Allsky Camera

- 4 mins read

An amazing aurora from the Valley

Intro

Living in the Huon Valley, in Southern Tasmania, I’m lucky to have some amazing night skies with the minimal light pollution, as well as amazing auroral displays semi-regularly, being 42 degrees South. In November of 2023 I decided to build an Allsky camera. If the camera is running, it is available at allsky.rigby.systems/allsky/

The Allsky Project is an open-source project started by Thomas Jacquin, with a few active developers maintaining and contributing to the project. I want to give a shout out to Eric Claeys who gave me a bit of assistance when I added support for a new camera. This project allows hobbyists to build astrophotography cameras which capture the whole sky. The software includes a configuration web server and public webserver, with the software building time-lapses, star trail and keogram images at the end of each night. Running on a Raspberry Pi, connected to a suitable camera, the software takes images all through the night, adjusting the exposure and gain to get really great photos of the night sky. Star Trails

Version 1

I built my first all sky camera using a Sony IMX462 sensor from arducam. This camera uses Sony’s STARVIS sensor technology, which is high sensitivity, low noise pixels. This translates to brighter stars for shorter exposure lengths, reducing smearing as the Earth rotates. Using an IP67 enclosure from Jaycar, an acrylic dome from Amazon, and some gasket paper from Repco, I built a housing and installed the camera out at the Huon Bush Retreats. I was lucky enough to capture an amazing timelapse of the Aurora of 12th May 2024: viewable below:

Version 2

Version two incorporated a few changes, first I switched to acrylic discs from the dome, I noticed that the dome suffers weathering from Tasmania’s harsh UV after a few months, so I thought that using cheap discs (bought about 30 for $20 on EBay) that could be swapped out after weathering would be good. Condensation was also accumulating on the inside of the dome so I designed a heater PCB to warm the lens. The biggest change however was designing the a solar power supply. I bought a 100W panel off EBay along with an LiFePO4. I also added an external WiFi antenna using a UFL connector soldered on the Pi, with a view to build a 3D printed parabolic reflector for the antenna, and a matching one on my house. This would allow the Allsky camera to be located further up the hill from my house where it wouldn’t get flashed by the high beams of drivers passing my house.

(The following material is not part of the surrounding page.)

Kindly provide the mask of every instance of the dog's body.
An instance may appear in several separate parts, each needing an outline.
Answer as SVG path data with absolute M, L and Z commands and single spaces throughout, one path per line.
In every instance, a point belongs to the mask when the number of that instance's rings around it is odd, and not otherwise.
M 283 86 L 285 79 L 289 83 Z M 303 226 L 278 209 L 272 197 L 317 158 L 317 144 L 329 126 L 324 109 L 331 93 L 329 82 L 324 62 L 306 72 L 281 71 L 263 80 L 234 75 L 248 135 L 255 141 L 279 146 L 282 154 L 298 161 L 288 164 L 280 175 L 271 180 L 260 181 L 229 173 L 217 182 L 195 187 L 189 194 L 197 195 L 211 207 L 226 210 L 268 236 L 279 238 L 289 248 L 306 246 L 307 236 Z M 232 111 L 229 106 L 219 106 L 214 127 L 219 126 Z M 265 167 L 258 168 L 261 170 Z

Being more than a little interested in UFOs, I also removed the IR filter on the camera. Pixels on visible light cameras are also sensitive to infrared light that is close to the visible light spectrum, and are fitted with filters to block infrared light. If you remove this filter then the camera sees infrared light as well: Infrared sensitive camera Apparently some UAPs (Unidentified Aerial Phenomena) known in the community as “orbs” are more/only visible in the infrared spectrum. Thus removing the IR filter will allow your camera to catch some UFOs with your allsky camera. The camera definitely saw more stars and more objects moving relative to the stars then with the filter, though none of the objects moved in a way that couldn’t be explained by satellites. The IR filter does somewhat like all real world filters isn’t ideal, so it does reduce the magnitude of visible light getting through. For capturing stars the filter removed is better. There is however a trade off. RGB pixels all have a second peak in the IR spectrum, this means that when you see an aurora, which also gives off a lot of infrared light in addition to visible light, it hits all the RGB pixels. This means that your aurora comes out as white in the imagery.

Not as spectacular as an aurora visible in just the visible spectrum. for this reason in V3 I’m returning to a camera with the “No IR” filter.

Version 3

Version 3 is incorporating a bunch of new features, and I’m in the process of building it. These include:

  • Camera head that can pan and tilt for looking around, and programmable motion over time-lapses.
  • Two 100W solar panels on a frame that pans and tilt so it can sun track. A couple of cloudy days on version 2 would result in it dying over night.
  • A GL.Inet 4G IoT modem so it can be placed anywhere with phone reception.
  • A frame that looks like a robotic probe that has landed on another planet, even with a fake rocket nozzle.